Le aree a verde che ancora separano capoluogo e frazioni e le frazioni fra di loro devono essere mantenute, per una corretta lettura del territorio e dei nuclei antichi, così come la fascia di protezione che li circonda. Le aree agricole sono una connotazione importante sul nostro territorio, basti pensare alla piana di Ticinallo e adiacenze, all'Erbè, al Camigiolo e al Gerone, tanto per citarne alcune. Così dicasi per le aree boschive che, fortunatamente ricadono in massima parte entro la zona di vincolo idrogeologico. Anche la Provincia fortunatamente ha messo del suo sulle aree agricole, per favorirne la tutela.

 

La situazione delle zone produttive di possibile nuovo insediamento, riservate all'artigianato ed ai servizi, è buona e le superfici sembrano essere sufficienti a mantenere e sviluppare localmente un certo numero di attività. Attualmente ne disponiamo alcune in via Muceno di ampie dimensioni, che devono essere mantenute. Fra queste l'area Corbellini (dove già operava la ditta D'Amico) per la quale è prevista la possibilità di un vasto insediamento di attività artigianali.

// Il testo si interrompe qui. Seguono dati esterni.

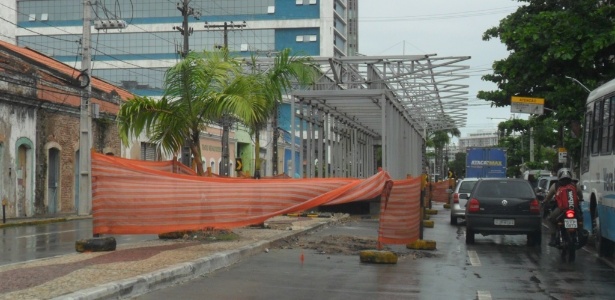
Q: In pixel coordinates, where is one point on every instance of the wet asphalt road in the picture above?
(495, 267)
(24, 243)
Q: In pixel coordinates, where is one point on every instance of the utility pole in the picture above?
(85, 122)
(226, 120)
(84, 205)
(186, 31)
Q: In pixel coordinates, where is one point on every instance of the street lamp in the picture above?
(575, 80)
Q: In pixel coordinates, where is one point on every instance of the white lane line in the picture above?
(46, 233)
(483, 295)
(474, 260)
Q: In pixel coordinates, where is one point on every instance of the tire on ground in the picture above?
(378, 257)
(428, 223)
(422, 245)
(96, 244)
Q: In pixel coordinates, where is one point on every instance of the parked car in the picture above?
(544, 183)
(503, 206)
(459, 197)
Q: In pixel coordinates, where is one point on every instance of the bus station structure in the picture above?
(361, 102)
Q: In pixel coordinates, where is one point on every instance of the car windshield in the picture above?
(466, 186)
(497, 188)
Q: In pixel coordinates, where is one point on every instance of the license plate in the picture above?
(504, 222)
(570, 223)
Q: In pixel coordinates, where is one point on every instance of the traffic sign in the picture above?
(562, 155)
(527, 105)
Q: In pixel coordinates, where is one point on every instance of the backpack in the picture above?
(566, 197)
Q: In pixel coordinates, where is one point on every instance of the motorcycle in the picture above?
(567, 236)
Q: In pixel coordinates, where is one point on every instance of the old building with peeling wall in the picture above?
(39, 131)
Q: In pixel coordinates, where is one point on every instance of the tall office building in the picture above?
(136, 57)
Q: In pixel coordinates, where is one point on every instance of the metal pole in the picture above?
(293, 158)
(85, 156)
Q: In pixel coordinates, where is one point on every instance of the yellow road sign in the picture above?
(527, 100)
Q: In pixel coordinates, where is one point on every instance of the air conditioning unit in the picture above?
(110, 24)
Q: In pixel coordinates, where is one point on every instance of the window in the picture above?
(148, 151)
(606, 126)
(587, 130)
(597, 127)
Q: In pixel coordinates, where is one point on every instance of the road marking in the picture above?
(483, 295)
(474, 258)
(47, 233)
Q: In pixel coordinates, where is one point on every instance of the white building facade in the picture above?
(137, 56)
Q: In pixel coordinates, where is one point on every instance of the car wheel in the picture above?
(604, 246)
(469, 236)
(534, 238)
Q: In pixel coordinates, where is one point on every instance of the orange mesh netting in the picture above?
(400, 214)
(141, 197)
(438, 191)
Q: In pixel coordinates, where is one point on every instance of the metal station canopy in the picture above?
(363, 101)
(425, 88)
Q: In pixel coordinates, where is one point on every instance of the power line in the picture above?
(465, 14)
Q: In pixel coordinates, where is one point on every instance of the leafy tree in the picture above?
(550, 43)
(458, 166)
(439, 139)
(287, 71)
(198, 90)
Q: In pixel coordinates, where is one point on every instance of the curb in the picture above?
(139, 285)
(27, 222)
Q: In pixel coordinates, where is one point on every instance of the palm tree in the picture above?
(198, 90)
(439, 139)
(276, 81)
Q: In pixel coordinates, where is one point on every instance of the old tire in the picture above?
(534, 239)
(469, 236)
(378, 257)
(96, 244)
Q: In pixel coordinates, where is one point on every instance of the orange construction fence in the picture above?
(143, 197)
(439, 191)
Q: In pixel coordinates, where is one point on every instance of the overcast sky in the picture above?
(446, 28)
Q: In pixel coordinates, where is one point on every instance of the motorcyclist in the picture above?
(564, 177)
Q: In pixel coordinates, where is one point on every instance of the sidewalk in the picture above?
(135, 269)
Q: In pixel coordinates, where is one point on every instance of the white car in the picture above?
(460, 196)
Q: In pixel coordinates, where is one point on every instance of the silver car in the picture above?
(459, 197)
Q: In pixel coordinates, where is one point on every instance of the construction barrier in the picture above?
(439, 191)
(400, 215)
(142, 197)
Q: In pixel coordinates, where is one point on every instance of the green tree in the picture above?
(551, 42)
(287, 72)
(439, 139)
(198, 90)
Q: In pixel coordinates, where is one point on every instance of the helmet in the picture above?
(564, 173)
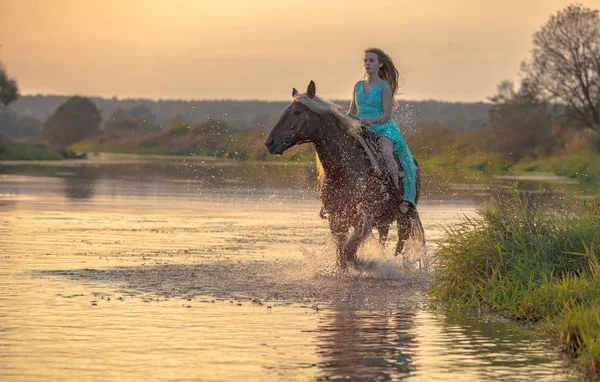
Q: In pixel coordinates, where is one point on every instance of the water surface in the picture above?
(126, 269)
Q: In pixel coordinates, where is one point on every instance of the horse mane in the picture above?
(347, 124)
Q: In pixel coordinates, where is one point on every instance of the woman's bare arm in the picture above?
(386, 96)
(353, 109)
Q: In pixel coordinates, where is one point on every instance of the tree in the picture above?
(565, 63)
(76, 119)
(521, 122)
(9, 91)
(135, 118)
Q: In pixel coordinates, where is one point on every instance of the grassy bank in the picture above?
(11, 150)
(531, 265)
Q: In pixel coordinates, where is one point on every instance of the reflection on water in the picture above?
(130, 270)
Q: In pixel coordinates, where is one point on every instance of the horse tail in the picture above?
(320, 173)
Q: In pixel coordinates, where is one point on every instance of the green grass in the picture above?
(531, 265)
(10, 150)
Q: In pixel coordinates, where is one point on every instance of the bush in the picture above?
(526, 263)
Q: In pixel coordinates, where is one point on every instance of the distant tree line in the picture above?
(557, 96)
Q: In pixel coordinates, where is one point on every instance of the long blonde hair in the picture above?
(387, 71)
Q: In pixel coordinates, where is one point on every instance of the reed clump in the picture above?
(531, 264)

Per l'area artigianale di via Fugino è già stata presentata una bozza informale di Piano che avrà il suo corso quanto prima. Così dicasi per l'area fra la ex Omita e la Ferrovia in via Muceno (ex area Cochard) per la quale sono già stati depositati gli atti necessari all'adozione ed attualmente all'esame tecnico-legale.

Anche nel Piano di Recupero della ex Telsa - Segheria, anch'esso all'esame tecnico-legale, sono previsti ca. mq. 1.500 di attività artigianali compatibili con la residenza.

Il fabbricato della ex ERMA a Muceno è in corso di recupero mediante trasformazione in attività di servizi socio-assistenziali, con un'ottantina di posti letto.

Le norme vigenti relative all'area ex Vetreria consentono, fra l'altro, il recupero del vecchio cantiere (sul sedime dello stabilimento parzialmente demolito) in dimensioni adeguate alle moderne esigenze della nautica.

 

I Piani Integrati di Intervento

Sembrano essere la nuova formula per il futuro dell'urbanistica e per la gestione del territorio. Cosa sono? E' uno strumento recente, nato con gli ultimi governi, che permette attraverso una trattativa fra privato e Comune di modificare qualunque destinazione prevista dal Piano Regolatore. E' una tendenza che si è affermata da alcuni anni con il nome di Urbanistica Contrattata, cioè la possibilità di rendere edificabile o di aumentare l'edificabilità di aree o di cambiarne la destinazione in cambio di opere pubbliche che il privato esegue per il Comune, oppure di ricavarne il valore corrispondente ai lavori relativi all'intervento privato stesso. Da un po' di tempo è addirittura permesso pagare al Comune il costo, senza vincolo di rapporto con i lavori: in pratica avviene una trattativa fra privato e Comune per ottenere dei diritti pagando, senza alcun riguardo alla corretta gestione del territorio.

Non condivido molto la filosofia dei Piani Integrati di Intervento: troppo pericolosi se lasciati in mano ad operatori e amministratori con pochi scrupoli! Ma visto che non sono "obbligatori" ma "possibili", spero nella lungimiranza e nell'onestà dei pubblici amministratori.